Clinical Implications: Supports NICU strategies focusing on gut colonization surveillance, stewardship to limit Enterobacterales overgrowth, and risk stratification of extremely preterm/low-birth-weight infants; virulence profiling may refine targeted interventions.
Key Findings
- In 18/22 neonates (82%), blood and gut Enterobacterales isolates were highly genetically related, indicating gut-to-blood translocation.
- All invasive E. coli carried hlyA–D hemolysin genes, absent in noninvasive strains (p=0.028).
- Extremely preterm and low-birth-weight neonates were overrepresented among translocation cases.
Methodological Strengths
- Whole-genome sequencing of paired isolates enabling high-resolution source attribution.
- Multicentre design leveraging samples from 18 NICUs across six countries.
Limitations
- Small number of paired cases (n=22) limits generalizability.
- Secondary analysis; cannot establish causality or quantify translocation rates across all LOS cases.
Future Directions: Prospective, larger WGS-based surveillance with integration of host factors and microbiome dynamics to inform preventive interventions and evaluate virulence-guided strategies.
3. Prediction of the mortality rate in the intensive care unit for early sepsis patients with combined hypoalbuminemia based on machine learning.
Using MIMIC-IV and eICU data, a CatBoost model with recursive feature elimination and SHAP interpretability predicted ICU mortality among septic patients with early hypoalbuminemia, achieving AUCs of 0.845 (train/internal), 0.746 (internal test), and 0.827 (external).

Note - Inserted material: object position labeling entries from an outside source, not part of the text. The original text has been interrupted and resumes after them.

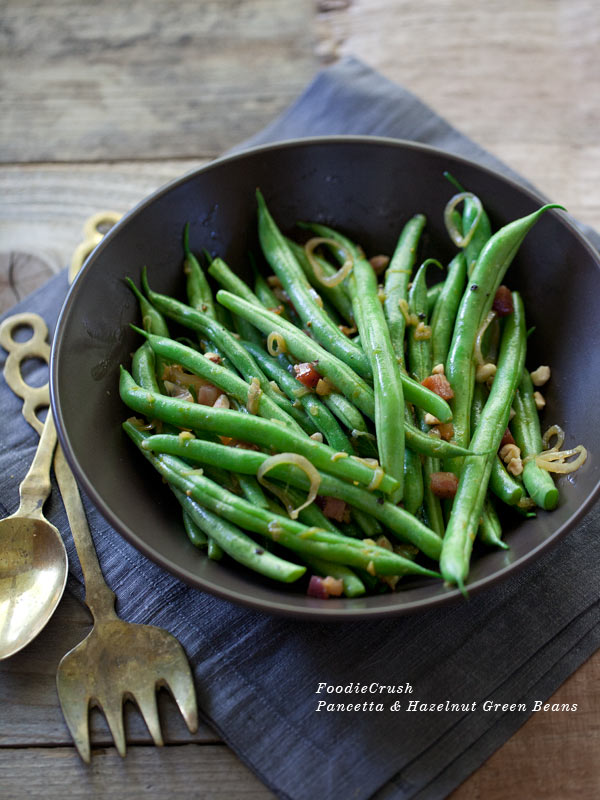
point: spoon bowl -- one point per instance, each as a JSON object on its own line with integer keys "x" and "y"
{"x": 33, "y": 571}
{"x": 33, "y": 558}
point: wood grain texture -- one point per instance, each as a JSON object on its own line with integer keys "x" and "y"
{"x": 186, "y": 772}
{"x": 146, "y": 80}
{"x": 43, "y": 207}
{"x": 29, "y": 704}
{"x": 521, "y": 79}
{"x": 103, "y": 102}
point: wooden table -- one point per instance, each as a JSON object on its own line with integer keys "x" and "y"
{"x": 103, "y": 102}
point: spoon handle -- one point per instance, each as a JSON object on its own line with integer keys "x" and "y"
{"x": 99, "y": 598}
{"x": 36, "y": 485}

The study demonstrates generalizable, interpretable risk stratification beyond traditional scores.
Impact: Externally validated, interpretable ML focused on a high-risk sepsis subgroup provides actionable prognostication and may guide early resource allocation and treatment intensity.

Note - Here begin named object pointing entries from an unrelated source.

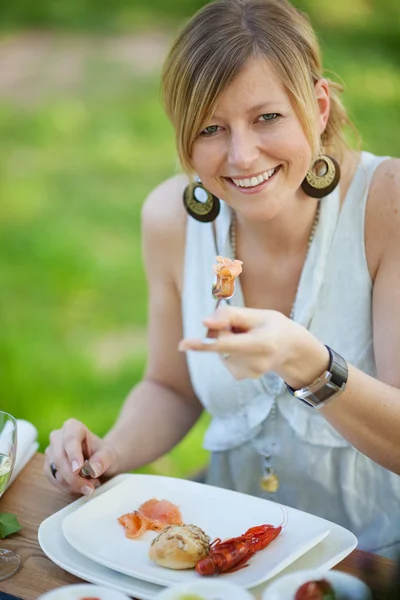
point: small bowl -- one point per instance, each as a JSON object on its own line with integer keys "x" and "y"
{"x": 78, "y": 591}
{"x": 344, "y": 585}
{"x": 207, "y": 589}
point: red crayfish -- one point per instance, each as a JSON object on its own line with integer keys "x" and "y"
{"x": 234, "y": 554}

Clinical Implications: Enables early identification of high-risk patients with hypoalbuminemic sepsis, informing triage, monitoring intensity, and potential enrollment into trials of nutritional or organ-support strategies.
Key Findings
- CatBoost with recursive feature elimination achieved AUCs of 0.845 (training/internal), 0.746 (internal test), and 0.827 (external eICU).
- Use of SHAP provided model interpretability and feature impact insights.

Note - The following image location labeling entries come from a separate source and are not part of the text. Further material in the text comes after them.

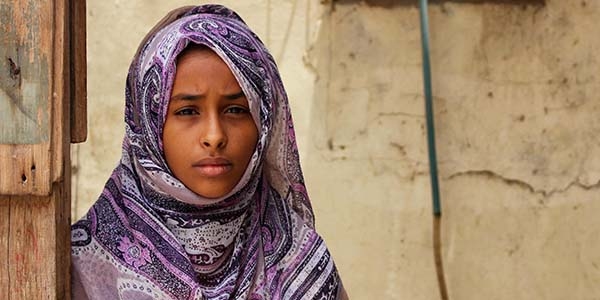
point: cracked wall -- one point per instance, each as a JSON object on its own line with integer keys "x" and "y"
{"x": 516, "y": 94}
{"x": 516, "y": 98}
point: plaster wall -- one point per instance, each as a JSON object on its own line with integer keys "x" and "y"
{"x": 516, "y": 102}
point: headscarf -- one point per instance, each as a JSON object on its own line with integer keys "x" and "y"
{"x": 150, "y": 237}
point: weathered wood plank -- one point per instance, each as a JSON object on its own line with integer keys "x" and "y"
{"x": 4, "y": 239}
{"x": 78, "y": 72}
{"x": 35, "y": 259}
{"x": 25, "y": 53}
{"x": 35, "y": 244}
{"x": 26, "y": 69}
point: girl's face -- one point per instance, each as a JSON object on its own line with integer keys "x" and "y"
{"x": 209, "y": 135}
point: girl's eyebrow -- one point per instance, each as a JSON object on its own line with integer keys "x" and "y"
{"x": 194, "y": 97}
{"x": 187, "y": 97}
{"x": 235, "y": 96}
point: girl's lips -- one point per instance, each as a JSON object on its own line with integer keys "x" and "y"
{"x": 213, "y": 170}
{"x": 212, "y": 166}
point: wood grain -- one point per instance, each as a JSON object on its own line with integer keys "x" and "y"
{"x": 26, "y": 67}
{"x": 78, "y": 72}
{"x": 34, "y": 182}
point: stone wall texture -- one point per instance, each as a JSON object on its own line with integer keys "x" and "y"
{"x": 516, "y": 88}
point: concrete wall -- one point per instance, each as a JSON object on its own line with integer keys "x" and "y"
{"x": 516, "y": 86}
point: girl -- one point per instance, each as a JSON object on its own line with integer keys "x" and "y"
{"x": 208, "y": 201}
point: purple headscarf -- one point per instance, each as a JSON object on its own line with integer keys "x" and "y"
{"x": 149, "y": 237}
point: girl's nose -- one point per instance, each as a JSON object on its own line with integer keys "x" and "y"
{"x": 214, "y": 136}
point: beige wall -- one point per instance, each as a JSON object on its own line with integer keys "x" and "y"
{"x": 517, "y": 102}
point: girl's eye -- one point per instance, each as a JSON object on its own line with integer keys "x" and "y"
{"x": 237, "y": 110}
{"x": 186, "y": 112}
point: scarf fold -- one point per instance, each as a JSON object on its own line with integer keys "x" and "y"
{"x": 149, "y": 237}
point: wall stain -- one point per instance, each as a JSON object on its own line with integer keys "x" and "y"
{"x": 393, "y": 3}
{"x": 491, "y": 175}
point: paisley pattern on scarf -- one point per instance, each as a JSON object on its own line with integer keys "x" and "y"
{"x": 149, "y": 237}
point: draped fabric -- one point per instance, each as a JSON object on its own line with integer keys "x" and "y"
{"x": 149, "y": 237}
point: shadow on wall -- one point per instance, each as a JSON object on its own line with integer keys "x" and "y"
{"x": 392, "y": 3}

- Model outperformed alternative algorithms and generalized across two large ICU databases.
Methodological Strengths
- External validation across independent databases (MIMIC-IV and eICU).
- Model interpretability using SHAP and rigorous feature selection (RFE).
Limitations
- Retrospective design with potential residual confounding and data quality biases.
- Focused on early hypoalbuminemia subgroup; generalizability to all sepsis patients requires further study.
Future Directions: Prospective, multi-center impact studies to assess clinical utility and workflow integration; adaptive updating and fairness audits across diverse ICUs.